Many years ago, I read and participated in Julia Cameron’s famous book The Artist’s Way. There are two habits from her book that still serve me well now in tilling the soil of my inner life. The first is morning pages. This is a free-write exercise intended to be done first thing when you get up in the morning. Her instruction is to do three longhand pages without thinking or planning what you mean to say. You are not “trying” to write about anything. When I find myself in a rut or feel the clouds of depression clinging around the edges, morning pages are a dynamic way to jumpstart change. It’s remarkable how having a brain-dump can clear away some of the mental cobwebs and lead new clarity. My hands aren’t always well enough to write out the pages long-form, don’t let the method of writing keep you from this helpful practice. Commit to trying it for a minimum of five days in a row, first thing when you get up in the day, and see what new things are in store. You may find topics emerging in your writing or later in your thoughts that you wouldn’t have come to without opening this channel.

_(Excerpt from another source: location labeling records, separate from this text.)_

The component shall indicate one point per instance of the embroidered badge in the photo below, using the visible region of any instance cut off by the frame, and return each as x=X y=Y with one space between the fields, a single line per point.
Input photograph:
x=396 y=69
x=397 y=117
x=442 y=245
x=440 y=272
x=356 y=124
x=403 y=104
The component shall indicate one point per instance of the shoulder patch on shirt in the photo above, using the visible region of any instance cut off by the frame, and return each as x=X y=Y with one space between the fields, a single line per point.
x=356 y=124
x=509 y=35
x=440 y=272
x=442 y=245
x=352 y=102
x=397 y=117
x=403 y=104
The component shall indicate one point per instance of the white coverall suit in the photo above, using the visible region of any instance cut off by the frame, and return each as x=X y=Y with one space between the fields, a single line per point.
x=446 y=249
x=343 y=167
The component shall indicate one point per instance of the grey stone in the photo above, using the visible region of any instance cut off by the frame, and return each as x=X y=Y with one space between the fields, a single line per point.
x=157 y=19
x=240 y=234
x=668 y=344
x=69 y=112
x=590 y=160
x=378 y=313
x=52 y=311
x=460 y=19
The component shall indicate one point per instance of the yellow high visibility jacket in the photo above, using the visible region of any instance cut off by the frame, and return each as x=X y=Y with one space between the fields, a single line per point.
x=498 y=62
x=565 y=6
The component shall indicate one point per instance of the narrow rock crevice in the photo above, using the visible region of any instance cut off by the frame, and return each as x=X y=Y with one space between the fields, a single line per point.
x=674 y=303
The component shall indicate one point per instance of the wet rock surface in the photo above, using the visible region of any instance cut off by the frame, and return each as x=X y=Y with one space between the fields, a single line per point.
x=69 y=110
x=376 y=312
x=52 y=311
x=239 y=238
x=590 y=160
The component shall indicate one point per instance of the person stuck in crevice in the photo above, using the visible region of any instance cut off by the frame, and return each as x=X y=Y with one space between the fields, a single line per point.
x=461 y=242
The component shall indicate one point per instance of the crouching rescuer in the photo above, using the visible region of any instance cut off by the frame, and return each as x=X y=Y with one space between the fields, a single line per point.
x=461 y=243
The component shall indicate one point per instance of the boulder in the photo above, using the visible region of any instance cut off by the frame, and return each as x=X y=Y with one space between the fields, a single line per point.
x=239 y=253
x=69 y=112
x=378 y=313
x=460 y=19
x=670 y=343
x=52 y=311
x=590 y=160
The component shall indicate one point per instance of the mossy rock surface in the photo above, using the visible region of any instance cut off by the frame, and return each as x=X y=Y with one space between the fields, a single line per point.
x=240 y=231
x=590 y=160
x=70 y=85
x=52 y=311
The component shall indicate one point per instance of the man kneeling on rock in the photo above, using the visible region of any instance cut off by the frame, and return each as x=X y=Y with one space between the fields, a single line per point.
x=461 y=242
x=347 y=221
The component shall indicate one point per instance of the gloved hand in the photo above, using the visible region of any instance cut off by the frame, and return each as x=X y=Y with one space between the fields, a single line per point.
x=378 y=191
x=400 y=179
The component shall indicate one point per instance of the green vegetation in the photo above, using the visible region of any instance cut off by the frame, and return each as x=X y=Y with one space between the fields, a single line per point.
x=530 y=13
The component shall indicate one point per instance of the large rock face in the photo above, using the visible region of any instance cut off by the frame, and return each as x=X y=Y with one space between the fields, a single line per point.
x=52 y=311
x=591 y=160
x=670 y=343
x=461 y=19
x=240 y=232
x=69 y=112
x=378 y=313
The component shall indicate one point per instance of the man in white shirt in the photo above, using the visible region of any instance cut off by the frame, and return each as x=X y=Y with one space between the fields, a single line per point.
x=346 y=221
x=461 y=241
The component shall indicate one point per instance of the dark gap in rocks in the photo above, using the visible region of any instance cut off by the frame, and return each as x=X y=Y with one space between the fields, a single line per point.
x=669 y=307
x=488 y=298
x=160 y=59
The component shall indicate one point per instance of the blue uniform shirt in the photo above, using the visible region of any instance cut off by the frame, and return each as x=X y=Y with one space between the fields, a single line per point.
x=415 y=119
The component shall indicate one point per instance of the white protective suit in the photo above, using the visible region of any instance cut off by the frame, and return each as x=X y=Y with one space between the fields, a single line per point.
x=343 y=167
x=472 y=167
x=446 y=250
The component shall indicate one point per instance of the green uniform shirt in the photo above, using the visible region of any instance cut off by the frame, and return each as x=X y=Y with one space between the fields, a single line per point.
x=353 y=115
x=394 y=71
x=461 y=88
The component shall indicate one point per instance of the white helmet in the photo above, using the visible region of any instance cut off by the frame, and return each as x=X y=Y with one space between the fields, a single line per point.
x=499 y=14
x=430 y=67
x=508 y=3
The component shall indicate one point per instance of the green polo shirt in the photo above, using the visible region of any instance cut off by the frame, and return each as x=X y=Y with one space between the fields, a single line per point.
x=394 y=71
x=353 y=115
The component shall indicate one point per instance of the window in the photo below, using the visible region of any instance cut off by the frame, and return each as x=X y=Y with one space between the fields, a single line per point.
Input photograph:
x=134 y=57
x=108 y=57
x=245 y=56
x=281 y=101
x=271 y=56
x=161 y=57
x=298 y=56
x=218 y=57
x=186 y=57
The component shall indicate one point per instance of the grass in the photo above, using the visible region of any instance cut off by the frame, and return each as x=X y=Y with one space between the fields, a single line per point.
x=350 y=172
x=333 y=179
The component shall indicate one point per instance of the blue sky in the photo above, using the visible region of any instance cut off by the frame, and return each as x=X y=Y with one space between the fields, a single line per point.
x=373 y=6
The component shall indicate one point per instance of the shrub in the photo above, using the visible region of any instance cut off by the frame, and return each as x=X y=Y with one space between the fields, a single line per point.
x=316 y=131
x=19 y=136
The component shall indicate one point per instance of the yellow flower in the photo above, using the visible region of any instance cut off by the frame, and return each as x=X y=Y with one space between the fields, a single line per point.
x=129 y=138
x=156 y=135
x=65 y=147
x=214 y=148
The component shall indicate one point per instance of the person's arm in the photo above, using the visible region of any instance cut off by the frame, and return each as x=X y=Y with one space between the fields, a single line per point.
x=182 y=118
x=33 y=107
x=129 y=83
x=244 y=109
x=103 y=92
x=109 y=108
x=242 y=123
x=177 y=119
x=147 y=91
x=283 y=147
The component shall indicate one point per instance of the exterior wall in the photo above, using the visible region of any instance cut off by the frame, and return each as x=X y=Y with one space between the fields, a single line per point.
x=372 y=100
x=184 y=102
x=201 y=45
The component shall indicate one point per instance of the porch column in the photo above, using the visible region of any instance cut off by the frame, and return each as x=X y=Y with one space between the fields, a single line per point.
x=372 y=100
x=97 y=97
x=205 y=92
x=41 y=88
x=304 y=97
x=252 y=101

Finally, the last habit I’ll mention, also from Cameron’s book is the idea of artist’s dates. These used to be physical dates that I’d take myself on, places I’d go to that would move or inspire me – help me think creatively, see a new vantage point, or get my creative juices flowing. Examples of places I might go on my artist’s dates: the Japanese gardens, an art gallery or museum, local shops that sell creative jewelry and crafts, holiday window displays, and places or events that help me have my own creative leaps. I now “shop” for artist dates online. I set aside time to specifically look for threads on Redit, boards on Pinterest, designers’ websites to look up. I subscribe to magazines that help me be immersed in subjects that light me up and think of things from new perspectives.
Each of these methods feeds the others, this often leads to thoughts that come up in my morning pages, or a podcast idea to search, that leads me to an article to pin for later, etc. That’s how I sustain the flow ideas and information. This topic, in particular, could go on and get rather long-winded. For more ideas, check out the post on How do You Find Fulfillment with Chronic Illness? Things like a gratitude practice and a contemplative or prayer practice cannot be discounted. A rich inner life is not a given. It takes work to cultivate but it is rewarding and helps me feel engaged and connected when there are otherwise large swaths of time when it is easy for me to feel mostly depressed and isolated. I do not claim to be living a “life of the mind.” There are some days that are body only. But I do work to feed my inner life and develop a world there that is a place of refuge. What about you – what’s inspiring you? What’s feeding your inner life? What helps you stay well on the inside?